La Laguna fue luego la fecunda madre de las nuevas ciudades, villas y lugares que poco a poco van poniendo blancas y rojas manchas sobre los sepias y verdes de la Isla, y por tres siglos es su cabeza indiscutida, sede de la Justicia y Regimiento, residencia de Adelantados, Gobernadores y Capitanes Generales; jueces de Indias y Administradores de Rentas Reales, y de aquellos encopetados señores que tenían a honra muy elevada la defensa de los privilegios de la Isla. 

Cuando más tarde hijas de mayores de edad se le van liberando, La Laguna continúa siendo el meollo de la cultura, no ya de la Isla, sino de las Canarias: el siglo XVIII en el Archipiélago, es La Laguna. Es el momento en que abre sus aulas la Universidad agustina, es la época de aquella famosa Tertulia del jardín de Nava, con nombres como Viera y Clavijo. 

Como a aquellos señores de bordadas casacas y primorosas chupas; no son favorables a La Laguna los huracanados vientos del siglo XIX, pero, aún así, logra entonces acentuar su prioridad cultural y se convierte, además, en la capital de la nueva Diócesis de Tenerife. Y tal primacía no sólo la mantiene, sino que la supera en este siglo, en que de nuevo la Universidad abre en ella sus puertas. 

El sentimiento de un pasado de esplendor y de un quehacer en la vida del espíritu ha penetrado muy hondamente en todos sus hijos, con el respeto por las viejas piedras evocadoras de sus glorias: la Casa de Consistorio, con su renacentista portada, que albergó al poderoso Cabildo y a los Gobernadores y Corregidores; aquellas Monjas Catalinas, que levantaron su convento sobre las casas en que vivió el Adelantado Don Alonso Fernández de Lugo; la plaza que lleva su nombre, donde se hacían las reales proclamaciones y los guerreros alardes; sus iglesias de Santa María de la Concepción y de los Remedios, que competían por la fastuosidad y brillantez de sus cultos; sus blasonadas casas; sus caminos cubiertos de geráneos, sus viejas fuentes, todo unido en un sentimiento muy íntimo, juntamente con un ansia muy viva de superación han formado el alma de la Ciudad. La Laguna es pasado, pero no pasado muerto. 

La Laguna vive su pasado no a la manera nostálgica y de renuncia de quien se halla en las postrimerías de la vida, sino a la de aquel que se siente en su plenitud y que espera en un futuro que ha de ser lógica continuidad de un recto camino. 

Por eso La Laguna vuelca todos sus afanes al Santísimo Cristo, al Cristo de La Laguna como propios y extraños lo llamamos. 

Las raíces de su devoción arrancan del momento mismo de la fundación de la Ciudad, y de El esperan todos sus hijos la paz del mañana.

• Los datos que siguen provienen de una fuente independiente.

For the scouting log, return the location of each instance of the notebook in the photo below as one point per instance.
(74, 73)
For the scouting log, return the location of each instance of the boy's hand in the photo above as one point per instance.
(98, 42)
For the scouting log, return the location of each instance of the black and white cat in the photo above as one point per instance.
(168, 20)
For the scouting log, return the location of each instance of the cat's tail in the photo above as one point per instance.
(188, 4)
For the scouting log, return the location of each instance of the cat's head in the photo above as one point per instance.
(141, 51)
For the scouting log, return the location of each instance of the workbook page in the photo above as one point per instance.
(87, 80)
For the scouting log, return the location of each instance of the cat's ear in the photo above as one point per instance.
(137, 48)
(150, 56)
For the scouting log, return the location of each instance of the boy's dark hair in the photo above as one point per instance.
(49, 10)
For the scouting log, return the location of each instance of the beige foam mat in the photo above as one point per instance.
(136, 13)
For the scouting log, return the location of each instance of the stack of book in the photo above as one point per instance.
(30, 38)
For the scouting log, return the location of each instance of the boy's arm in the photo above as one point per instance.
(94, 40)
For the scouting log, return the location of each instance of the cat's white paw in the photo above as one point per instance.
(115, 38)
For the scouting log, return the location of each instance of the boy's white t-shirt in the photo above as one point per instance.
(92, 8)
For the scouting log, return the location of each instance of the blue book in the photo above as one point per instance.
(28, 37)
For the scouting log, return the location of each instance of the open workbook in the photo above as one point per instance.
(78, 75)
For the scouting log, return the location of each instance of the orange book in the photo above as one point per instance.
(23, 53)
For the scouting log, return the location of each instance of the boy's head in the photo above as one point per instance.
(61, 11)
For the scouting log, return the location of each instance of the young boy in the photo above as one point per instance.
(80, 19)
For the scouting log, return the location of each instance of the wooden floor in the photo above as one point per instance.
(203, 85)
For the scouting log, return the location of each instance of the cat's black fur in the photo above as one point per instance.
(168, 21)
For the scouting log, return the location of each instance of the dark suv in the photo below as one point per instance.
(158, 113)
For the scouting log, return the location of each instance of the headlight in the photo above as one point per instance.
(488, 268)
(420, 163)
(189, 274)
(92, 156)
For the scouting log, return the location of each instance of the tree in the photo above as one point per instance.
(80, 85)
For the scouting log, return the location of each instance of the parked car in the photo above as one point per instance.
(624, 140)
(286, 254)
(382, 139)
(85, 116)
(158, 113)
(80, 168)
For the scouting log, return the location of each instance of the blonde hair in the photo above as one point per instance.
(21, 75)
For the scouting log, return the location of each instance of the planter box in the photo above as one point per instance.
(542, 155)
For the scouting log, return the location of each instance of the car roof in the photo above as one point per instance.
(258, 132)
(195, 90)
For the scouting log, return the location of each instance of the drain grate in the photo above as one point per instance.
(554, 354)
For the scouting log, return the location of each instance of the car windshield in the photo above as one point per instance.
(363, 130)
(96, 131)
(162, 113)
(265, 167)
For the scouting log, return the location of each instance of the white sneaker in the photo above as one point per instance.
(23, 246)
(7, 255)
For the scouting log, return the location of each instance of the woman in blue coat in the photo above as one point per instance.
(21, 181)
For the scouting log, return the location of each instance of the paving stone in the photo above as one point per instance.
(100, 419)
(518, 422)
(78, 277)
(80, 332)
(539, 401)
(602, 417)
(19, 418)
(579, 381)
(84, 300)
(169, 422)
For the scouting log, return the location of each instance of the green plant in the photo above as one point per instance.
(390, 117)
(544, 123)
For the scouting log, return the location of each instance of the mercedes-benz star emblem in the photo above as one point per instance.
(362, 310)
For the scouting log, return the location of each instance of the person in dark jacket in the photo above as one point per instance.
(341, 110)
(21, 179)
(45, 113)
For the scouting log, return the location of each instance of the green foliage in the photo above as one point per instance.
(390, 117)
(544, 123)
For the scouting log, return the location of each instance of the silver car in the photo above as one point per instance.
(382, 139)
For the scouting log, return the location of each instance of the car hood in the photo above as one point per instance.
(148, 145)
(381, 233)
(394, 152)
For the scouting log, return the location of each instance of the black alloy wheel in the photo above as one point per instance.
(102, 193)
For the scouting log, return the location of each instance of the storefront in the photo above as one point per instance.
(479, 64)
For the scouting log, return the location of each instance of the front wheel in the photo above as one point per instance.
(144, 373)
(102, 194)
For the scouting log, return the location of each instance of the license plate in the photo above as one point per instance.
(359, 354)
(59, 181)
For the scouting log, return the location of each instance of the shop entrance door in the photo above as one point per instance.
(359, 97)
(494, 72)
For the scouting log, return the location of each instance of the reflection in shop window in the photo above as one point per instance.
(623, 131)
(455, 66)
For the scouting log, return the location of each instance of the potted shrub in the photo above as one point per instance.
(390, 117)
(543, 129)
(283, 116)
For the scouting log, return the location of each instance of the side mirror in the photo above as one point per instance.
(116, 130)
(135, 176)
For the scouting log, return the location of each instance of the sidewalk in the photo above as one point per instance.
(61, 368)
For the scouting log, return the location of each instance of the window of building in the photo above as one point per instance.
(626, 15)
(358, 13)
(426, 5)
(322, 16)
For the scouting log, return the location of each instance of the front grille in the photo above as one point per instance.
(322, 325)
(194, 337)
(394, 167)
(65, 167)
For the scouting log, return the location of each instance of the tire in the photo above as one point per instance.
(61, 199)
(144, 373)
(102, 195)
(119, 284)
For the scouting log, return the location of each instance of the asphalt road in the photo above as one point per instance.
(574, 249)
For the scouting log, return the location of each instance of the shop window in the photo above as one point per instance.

Cada nuevo año por el mes de septiembre renuevan su profesión de fe, una vez más asisten conmovidos a su Descendimiento, antiquísima costumbre reflejada ya en las primeras actas de la Esclavitud, y a los diarios actos de piedad de su quinario, pero la más honda devoción se desborda en el día de la Exaltación de la Santa Cruz, en que toda la antigua pompa revive y en las altas naves de la Catedral resuenan litúrgicas armonías. En el procesional desfile de la noche, que recorre La Laguna, engalanada y muy reverente, sobrecoge el percibir en cambiantes claroscuros la Divina serenidad ante el dolor voluntariamente sufrido por los hombres. 

La lenta procesión llega a la vasta plaza y detiene su paso. La sencilla devoción popular se manifiesta con ímpetus fogosos: la gente grita, canta, baila... En cortos momentos el silencio se hace, la plaza queda a obscuras, para luego romperse violentamente, deshacerse en blancas y rojas cascadas cegadoras. De las cercanas colinas brotan llamas y un ensordecedor estruendo intimida. La dolorosa Pasión se ha trocado en gloria. Ha surgido radiante el nuevo día. La imagen del Crucificado avanza de nuevo. En su rostro se dibuja la tranquila serenidad del triunfo. El alegre repique que parte de la espadaña del Santuario anuncia la ya vuelta del Cristo a su antigua casa. Los romeros van regresando a sus hogares. La fiesta mayor ha terminado.